If you need help improving your code to reach an appropriate level, please see a TA or the instructor.
Requirements
- Game boards are currently created randomly, but this potentially results in boards that cannot be solved. Modify your game generation so only boards for which a solution exists are generated. Your design should allow for randomized generation of as wide a variety of initial boards as possible, and should work for (almost) any layout.
- Add the ability to save and restore the current game state to the file-system. For this you need to add both the functionality to save/restore, as well as an appropriate user interface. Your design must be based on serialization.
- Solitaire Mahjong can be made competitive by adding timing features, so players can compare their ability to complete the game in a given time limit:
- Add a timer GUI component, which continuously displays the current amount of time the player has taken.
- The timer should start once the first valid mouse-click is performed on the board of a new game.
- The timer should stop once once the game is terminated, either through win, loss or restart.
- A pause/continue interface should be added to the game interface, so a player can pause the timer and then continue it. While the timer
is paused the game should not allow user actions other than quit, restart, save, or restore.
- Add a hint mode:
- Clicking the hint button should toggle hint mode on/off. The hint-state is persistent until toggled off, a game is loaded, or a new game is started.
- In hint mode all tiles that have available matching pairs should be indicated in some fashion.
- In hint mode all tiles where the entire group of 4 is available should be indicated in some (other) fashion.
- Add an undo/redo facility:
- Define an appropriate and obvious interface to let the player undo (and subsequently redo) tile-pair removals.
- Undo and redo should be unbounded; that is, undo should allow tracing back to the board starting state, and redo should allow replaying undone moves in (reverse) order.
- Undo/redo information should be contained within the game save files.
- Add a high-score list:
- When a player is one of the 10 fastest to win a game he or she should be given the opportunity to enter his or her name in a high score list.

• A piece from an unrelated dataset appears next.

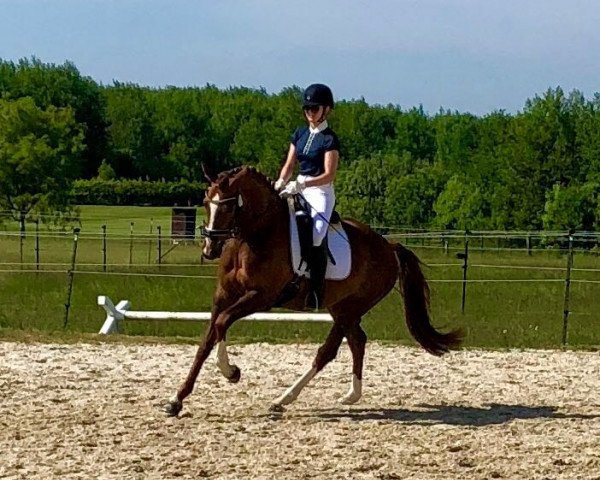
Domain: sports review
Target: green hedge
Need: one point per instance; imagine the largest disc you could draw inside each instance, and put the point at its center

- High scores should not be recorded if the user has ever turned on hint mode, or used undo within the current game, or has loaded the game from a save file.
- High scores should be separately maintained for each board layout.
- High scores should be persistent (so restarting the application does not change high scores).
- An in-game interface needs to be provided to display the current high scores for the current board layout.
- All code must be well documented, including javadoc and internal comments as appropriate.
- You must incorporate (extensive) unit testing into your project. All important game behaviour and all significant methods should have associated unit tests based on JUnit. All tests must be linked from a class named
Milestone2Test.java
to make it easy to run all of them as a single suite.
What to hand in
You should hand in one archive-file and one document per group. Recall we are using moodle to handle the submissions.
- An exported project in a
zip
or tar.gz
file. This must include all files necessary to build and run your project, as well as all javadoc output. Please include your group number in the archive filename.
- A 1--2 page document describing your design. This should include components:
- a textual description of your strategy for building only solveable boards. Does your strategy allow you to generate all possible solveable boards (at least for, say, the turtle layout)? Give a convincing argument either way.
- an application state-diagram. There are now many buttons and options changing the state of your application. Show a state-diagram for your application (as a whole), adding states as appropriate with transitions to indicate how the state changes for each possible user interface action.
- a brief description of the specific contributions of each group member.
- Note: All documents should be provided using only common, OS-neutral format(s): pdf or ASCII text for textual documents, and pdf, png, gif, or jpg for images.
Evaluation
This milestone is worth 30% of the project component of your course grade. Grading will take the following into account:
- Code is well documented, clear and uniformly structured.
- Code provides the functionality listed above.
- Code is correct and does not exhibit bugs or other failures. Note we may apply tests of our devising (ie outside of your unit tests).
- Code is well-designed following the principles discussed in class.
- Unit tests provide extensive and relevant coverage of potential bugs and problems.
- The document supplied includes all components, correctly and cleanly expressed.
Note that all team members are expected to contribute in some fashion to all milestones. Your contribution to each milestone may be somewhat uneven, but your final project grade will be scaled according to your overall contribution throughout all the milestones.